Scalable post-assembly editing software for finishing and annotating personal genomes - We are entering a new era of personal genomics where an individual's genome sequence will be used to
identify disease susceptibility, improve diagnosis and better treat illnesses as well as be combined across
cohorts and populations to identify new biomarkers and causal mutations underlying any phenotype. Despite
the tremendous success of mapping short read next-generation sequencing (NGS) data onto a reference
genome (resequencing) in identifying genetic variation in a new genome, the inherent lack of long range
connectivity together with reference-induced biases make obtaining complete haplotype-phased genomes
exceedingly difficult. Emerging long read technologies are beginning to address this critical shortcoming by
direct de novo assembly of an individual's genome. However, initial de novo assemblies typically consist of
many thousands of unordered contigs that require extensive post-assembly processing to produce finished
sequences that can be effectively mined for genetic content and variation. Thus, there is an urgent need for
integrated, scalable post-assembly software that 1) automatically organizes, joins and phases the initial contigs
into complete haplotype sequences, 2) supports optional NGS and/or manual polishing and 3) provides initial
automated annotation of those sequences. Currently, such software does not exist and instead users must
cobble together a confusing array of difficult-to-use, task-specific pieces of open source programs.
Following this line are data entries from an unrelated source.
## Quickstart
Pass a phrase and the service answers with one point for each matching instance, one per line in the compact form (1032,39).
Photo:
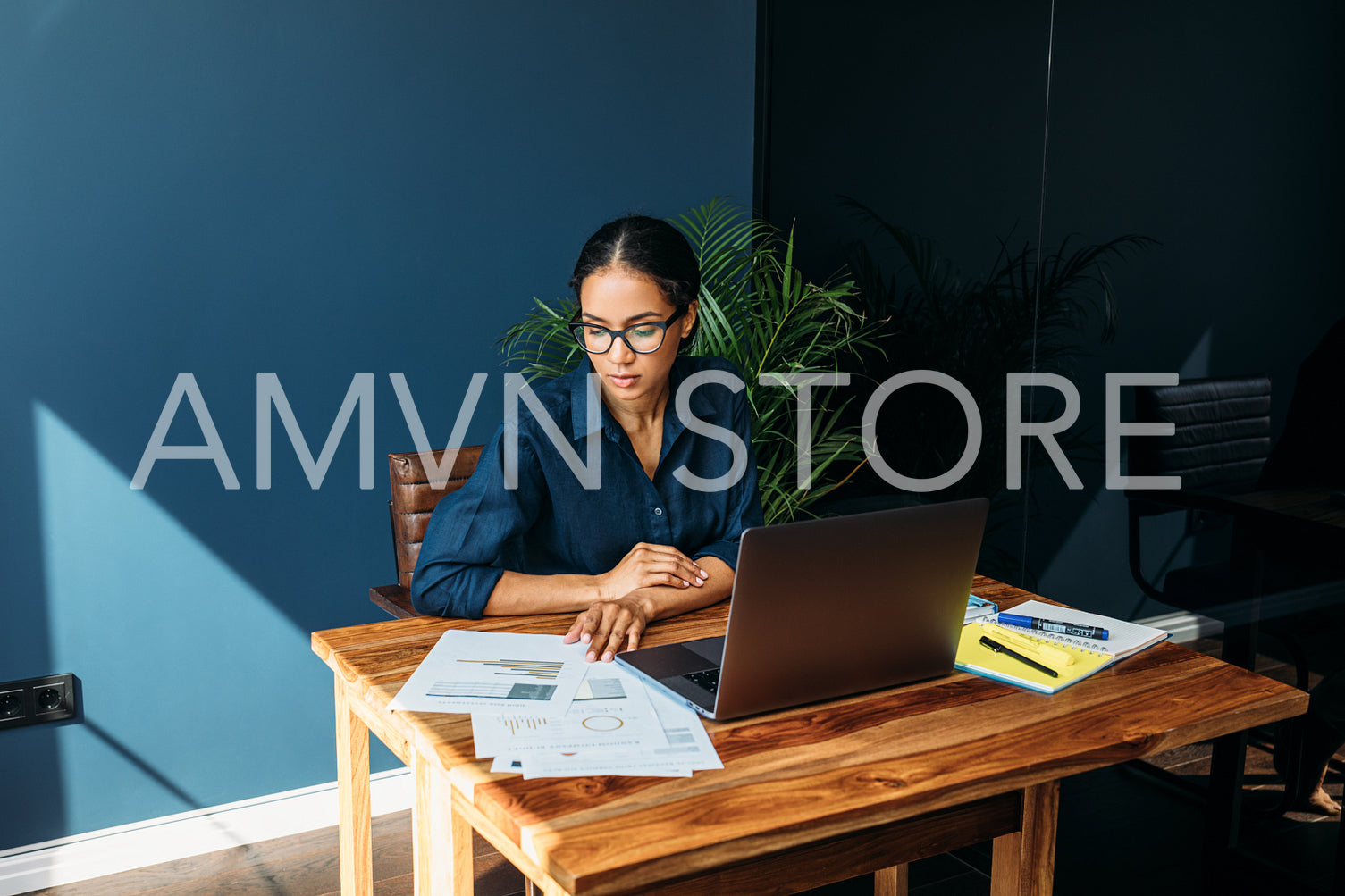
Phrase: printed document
(611,713)
(471,672)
DNASTAR's post-assembly editing program, SeqMan Pro (SMP), has a proven history in finishing bacterial
sized genomes although it currently lacks the scalability and all the needed functionality to tackle human
genome sized problems. The primary goal of this Fast Track proposal is to create a fully scalable version of
SMP for the automated finishing and annotation of de novo assembled large eukaryotic genomes while also
providing a manual editing platform when needed. During Phase I, we will develop two key prototypes: 1) a
new assembly file format, eBAM, which is interconvertible with the BAM format, but also is editable like our
SQD files and 2) a rapid reference-assisted contig scaffolding tool adapted from our proprietary Disk Sort
Alignment (DSA) algorithm. With that foundation, we will complete the transformation of SMP in Phase II by: 1)
refining the eBAM format for optimal editing performance, 2) building a new 64-bit version of the SMP editing
engine that incorporates the additional functionality necessary for post-assembly finishing of large eukaryotic
genomes including automated DSA-based scaffolding and phase-aware gap filling, contig joining and
haplotype refinement, 3) creating a new DSA-based genome aligner for rapidly aligning a finished sequence to
an annotated reference genome which together with 4) a new feature transfer and analysis module, will permit
initial annotation of the finished genome along with a cataloging of variants and their impact in both native and
reference coordinates. Inclusion of the reference coordinates allows variants in the new genome to be easily
associated with the wealth of information available through the numerous online knowledgebase resources.